Last Tuesday afternoon, Elon Musk tweeted from his personal handle, “Am considering taking Tesla private at $420. Funding secured.” These words drove Tesla’s share prices up by 10% on Tuesday before Nasdaq halted trading, increasing Musk’s estimated net worth by $1.4 billion dollars.
Since then, there has been a lot of speculation about Musk’s tweet, including about whether it violated SEC rules. News outlets reported last week that the SEC has contacted Tesla to inquire as to the accuracy of the tweet, a move that could indicate the start of a more formal investigation.
While unorthodox, there may be nothing inherently wrong with Musk using Twitter to announce important news such as plans to take the company private. Since 2008, the SEC has viewed “websites” as an acceptable way of communicating with investors if investors know that they can get company information from a website and access is not restricted. In 2013, the SEC confirmed that social media, specifically, can be an appropriate way for companies to communicate information to investors, as long as the communication follows the Regulation Fair Disclosure rules. The 2013 report followed an investigation into a personal Facebook post by Netflix CEO Reed Hastings stating that Netflix’s monthly online viewing had exceeded one billion hours.
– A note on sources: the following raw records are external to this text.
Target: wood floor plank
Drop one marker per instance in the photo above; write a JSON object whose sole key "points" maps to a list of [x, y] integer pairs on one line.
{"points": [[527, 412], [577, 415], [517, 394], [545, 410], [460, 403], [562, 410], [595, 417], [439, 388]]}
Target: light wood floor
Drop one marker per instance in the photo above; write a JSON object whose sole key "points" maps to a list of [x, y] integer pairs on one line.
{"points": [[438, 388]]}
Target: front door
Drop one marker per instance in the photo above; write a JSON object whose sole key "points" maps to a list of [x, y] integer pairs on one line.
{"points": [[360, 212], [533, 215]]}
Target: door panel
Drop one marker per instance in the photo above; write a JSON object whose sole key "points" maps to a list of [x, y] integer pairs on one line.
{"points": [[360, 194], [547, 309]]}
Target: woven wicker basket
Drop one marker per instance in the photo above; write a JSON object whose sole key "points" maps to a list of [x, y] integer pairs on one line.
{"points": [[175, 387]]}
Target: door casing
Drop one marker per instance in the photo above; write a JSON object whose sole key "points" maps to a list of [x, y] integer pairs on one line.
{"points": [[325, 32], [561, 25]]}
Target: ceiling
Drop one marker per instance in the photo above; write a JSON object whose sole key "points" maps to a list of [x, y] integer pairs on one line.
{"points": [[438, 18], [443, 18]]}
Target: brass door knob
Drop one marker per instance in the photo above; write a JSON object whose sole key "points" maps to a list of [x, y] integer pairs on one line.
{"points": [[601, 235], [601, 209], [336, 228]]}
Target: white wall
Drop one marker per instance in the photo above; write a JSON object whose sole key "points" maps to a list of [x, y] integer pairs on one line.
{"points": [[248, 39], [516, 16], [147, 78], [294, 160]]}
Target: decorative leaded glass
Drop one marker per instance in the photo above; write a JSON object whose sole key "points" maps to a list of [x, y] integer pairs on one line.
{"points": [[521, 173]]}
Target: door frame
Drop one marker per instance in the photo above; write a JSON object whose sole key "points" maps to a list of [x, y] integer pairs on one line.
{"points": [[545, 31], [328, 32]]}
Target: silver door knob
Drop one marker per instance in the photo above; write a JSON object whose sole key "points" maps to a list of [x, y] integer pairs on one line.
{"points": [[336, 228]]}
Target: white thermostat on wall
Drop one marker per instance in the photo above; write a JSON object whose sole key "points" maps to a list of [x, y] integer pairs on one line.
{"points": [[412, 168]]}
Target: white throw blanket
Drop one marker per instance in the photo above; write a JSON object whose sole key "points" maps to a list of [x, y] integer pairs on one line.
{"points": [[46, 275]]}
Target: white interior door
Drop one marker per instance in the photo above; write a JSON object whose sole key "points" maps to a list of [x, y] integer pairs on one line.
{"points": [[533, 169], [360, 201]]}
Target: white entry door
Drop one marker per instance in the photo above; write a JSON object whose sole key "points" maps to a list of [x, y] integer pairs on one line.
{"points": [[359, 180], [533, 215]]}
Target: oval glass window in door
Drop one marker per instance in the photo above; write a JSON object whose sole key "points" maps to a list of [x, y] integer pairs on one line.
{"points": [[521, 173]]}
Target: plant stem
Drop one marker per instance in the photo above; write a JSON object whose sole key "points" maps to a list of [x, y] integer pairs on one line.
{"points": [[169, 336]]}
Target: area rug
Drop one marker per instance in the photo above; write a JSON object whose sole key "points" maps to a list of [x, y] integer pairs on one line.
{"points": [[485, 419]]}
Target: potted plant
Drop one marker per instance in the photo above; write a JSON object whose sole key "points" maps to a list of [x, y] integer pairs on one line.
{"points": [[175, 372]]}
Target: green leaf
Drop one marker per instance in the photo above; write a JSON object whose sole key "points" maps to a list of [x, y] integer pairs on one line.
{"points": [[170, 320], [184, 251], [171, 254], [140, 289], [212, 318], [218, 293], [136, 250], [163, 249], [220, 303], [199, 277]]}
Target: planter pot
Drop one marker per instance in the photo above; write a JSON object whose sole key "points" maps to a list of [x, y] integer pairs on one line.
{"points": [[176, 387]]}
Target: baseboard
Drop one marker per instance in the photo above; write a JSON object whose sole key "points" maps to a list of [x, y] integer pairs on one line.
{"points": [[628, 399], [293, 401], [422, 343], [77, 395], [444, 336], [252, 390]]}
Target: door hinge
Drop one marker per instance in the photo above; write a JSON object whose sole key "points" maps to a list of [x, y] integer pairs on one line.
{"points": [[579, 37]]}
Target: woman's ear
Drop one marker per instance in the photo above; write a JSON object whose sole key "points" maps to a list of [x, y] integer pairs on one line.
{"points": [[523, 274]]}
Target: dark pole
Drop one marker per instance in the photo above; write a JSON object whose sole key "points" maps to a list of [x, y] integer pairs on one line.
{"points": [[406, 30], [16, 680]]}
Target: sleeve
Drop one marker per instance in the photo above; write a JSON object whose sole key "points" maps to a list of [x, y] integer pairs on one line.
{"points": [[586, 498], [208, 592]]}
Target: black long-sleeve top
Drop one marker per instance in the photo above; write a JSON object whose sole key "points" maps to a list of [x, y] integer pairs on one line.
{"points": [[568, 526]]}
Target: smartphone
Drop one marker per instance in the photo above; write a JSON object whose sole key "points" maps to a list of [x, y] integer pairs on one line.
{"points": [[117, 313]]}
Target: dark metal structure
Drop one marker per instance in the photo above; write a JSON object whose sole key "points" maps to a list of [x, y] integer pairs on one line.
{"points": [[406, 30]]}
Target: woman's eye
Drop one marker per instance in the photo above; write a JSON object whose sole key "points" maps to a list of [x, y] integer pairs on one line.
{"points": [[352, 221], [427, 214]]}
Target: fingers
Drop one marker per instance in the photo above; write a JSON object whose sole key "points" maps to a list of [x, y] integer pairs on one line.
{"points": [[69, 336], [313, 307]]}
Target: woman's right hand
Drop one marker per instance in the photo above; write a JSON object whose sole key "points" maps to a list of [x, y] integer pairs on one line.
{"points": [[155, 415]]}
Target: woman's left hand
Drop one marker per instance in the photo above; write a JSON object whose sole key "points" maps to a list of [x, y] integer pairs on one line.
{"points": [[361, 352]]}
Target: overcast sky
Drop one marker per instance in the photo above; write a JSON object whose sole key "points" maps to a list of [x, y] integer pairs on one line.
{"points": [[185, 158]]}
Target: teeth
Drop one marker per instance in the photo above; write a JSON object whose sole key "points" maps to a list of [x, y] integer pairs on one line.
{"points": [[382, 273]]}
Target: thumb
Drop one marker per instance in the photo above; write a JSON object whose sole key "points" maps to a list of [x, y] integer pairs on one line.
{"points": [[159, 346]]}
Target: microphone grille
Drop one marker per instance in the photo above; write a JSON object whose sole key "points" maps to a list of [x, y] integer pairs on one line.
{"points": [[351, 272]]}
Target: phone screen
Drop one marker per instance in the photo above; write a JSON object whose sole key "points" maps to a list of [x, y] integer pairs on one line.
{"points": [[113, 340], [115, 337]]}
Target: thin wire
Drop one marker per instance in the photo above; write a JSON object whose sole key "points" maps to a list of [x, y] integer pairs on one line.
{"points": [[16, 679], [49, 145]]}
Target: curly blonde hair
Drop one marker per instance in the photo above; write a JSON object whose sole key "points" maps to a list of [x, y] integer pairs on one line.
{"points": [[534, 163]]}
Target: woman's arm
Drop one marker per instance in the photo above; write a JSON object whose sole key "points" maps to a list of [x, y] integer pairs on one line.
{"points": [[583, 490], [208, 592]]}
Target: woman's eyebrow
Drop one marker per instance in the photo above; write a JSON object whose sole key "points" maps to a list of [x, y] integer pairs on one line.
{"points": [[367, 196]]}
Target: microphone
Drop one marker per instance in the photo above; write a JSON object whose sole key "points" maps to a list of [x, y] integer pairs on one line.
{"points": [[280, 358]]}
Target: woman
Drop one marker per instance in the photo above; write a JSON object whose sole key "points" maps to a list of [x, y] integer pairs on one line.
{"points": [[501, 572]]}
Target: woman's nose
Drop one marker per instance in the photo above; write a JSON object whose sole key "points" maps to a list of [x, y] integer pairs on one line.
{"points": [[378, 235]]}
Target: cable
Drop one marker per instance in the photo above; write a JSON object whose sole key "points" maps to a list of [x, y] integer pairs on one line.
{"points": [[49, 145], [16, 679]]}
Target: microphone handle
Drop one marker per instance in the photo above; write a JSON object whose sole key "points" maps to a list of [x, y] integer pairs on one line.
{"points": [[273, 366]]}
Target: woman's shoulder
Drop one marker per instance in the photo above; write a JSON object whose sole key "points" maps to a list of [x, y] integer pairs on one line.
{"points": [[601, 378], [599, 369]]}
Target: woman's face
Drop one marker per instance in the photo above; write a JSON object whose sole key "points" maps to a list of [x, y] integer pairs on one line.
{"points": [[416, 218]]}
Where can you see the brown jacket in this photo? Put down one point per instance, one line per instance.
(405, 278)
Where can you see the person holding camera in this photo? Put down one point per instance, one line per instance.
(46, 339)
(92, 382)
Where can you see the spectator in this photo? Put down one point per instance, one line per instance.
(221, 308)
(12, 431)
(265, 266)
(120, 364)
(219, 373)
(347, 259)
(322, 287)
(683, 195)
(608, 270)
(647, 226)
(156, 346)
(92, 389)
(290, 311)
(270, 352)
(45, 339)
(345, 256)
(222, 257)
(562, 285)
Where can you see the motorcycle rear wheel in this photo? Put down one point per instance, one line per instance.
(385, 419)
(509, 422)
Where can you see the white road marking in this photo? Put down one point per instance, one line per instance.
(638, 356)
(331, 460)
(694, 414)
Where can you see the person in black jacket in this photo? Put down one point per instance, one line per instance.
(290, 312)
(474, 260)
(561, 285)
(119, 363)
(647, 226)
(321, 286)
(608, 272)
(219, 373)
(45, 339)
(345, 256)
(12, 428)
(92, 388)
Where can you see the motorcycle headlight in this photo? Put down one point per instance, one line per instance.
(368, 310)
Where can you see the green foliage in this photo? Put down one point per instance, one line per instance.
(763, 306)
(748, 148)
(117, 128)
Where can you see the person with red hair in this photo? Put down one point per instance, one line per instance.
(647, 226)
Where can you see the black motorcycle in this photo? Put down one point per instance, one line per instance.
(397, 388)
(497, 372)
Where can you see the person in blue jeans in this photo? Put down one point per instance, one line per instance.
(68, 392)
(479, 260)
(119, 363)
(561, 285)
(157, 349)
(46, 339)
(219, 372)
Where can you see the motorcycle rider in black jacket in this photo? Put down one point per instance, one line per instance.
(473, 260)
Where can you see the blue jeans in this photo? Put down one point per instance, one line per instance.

Netflix had never informed investors that it would be using the CEO’s personal Facebook page for communicating investor information, and the information Hastings posted was not reported through a press release or form filing. While the SEC did not pursue action against Netflix or its CEO, it noted that disclosure of material, nonpublic information on a personal social media site of an individual corporate officer, without advance notice to investors that the site would be used for that purpose, was “unlikely” to qualify as an acceptable method of disclosure under securities laws.
That was in 2013. Today, social media is more than just a “website”; it is the source of official presidential announcements. Today, Twitter is arguably a more public way of making investor announcements than press releases or SEC filings. Musk, with his 22.3 million Twitter followers, could well argue that his tweet announcing a possible takeover of his company complied with SEC guidance and fair disclosure rules.
Beyond the form of Musk’s tweet, there’s also speculation that its content violated SEC rules. For instance, the Securities Exchange Act prohibits anyone from making false statements to drive up share prices. The Act also prohibits publicly traded companies from announcing plans to buy or sell securities if executives do not have the intent to go through with the offer, are trying to manipulate the stock price, or do not have the means to go through with the sale or purchase. Even if the tweet is technically true, omitting information material to investors could make the statement misleading and possibly violate SEC rules. Putting aside the medium that Musk used, the brevity of his statement raises the issue of whether he fully described a possibly game-changing transaction for his company. For example, who is the funding source and are they legitimate? Does Musk have the necessary commitments in hand? What are the specific covenants involved? Without some key information, the investors are left guessing and cannot fully evaluate the transaction. The 53-character tweet lends itself to a wide range of interpretation: what it actually says about the future of Tesla is still to be determined. What its impact on Tesla and Musk personally is also still to be determined.
On Monday morning, almost a week after his initial tweet, Musk seemed to answer at least some of these questions. Via a blog post titled “Update on Taking Tesla Private,” Musk explained that he has been in talks with Saudi Arabia’s sovereign wealth fund to finance a possible deal. Whether this explanation is enough to placate the SEC will be seen. All in all though, quite the hullabaloo for a little tweet.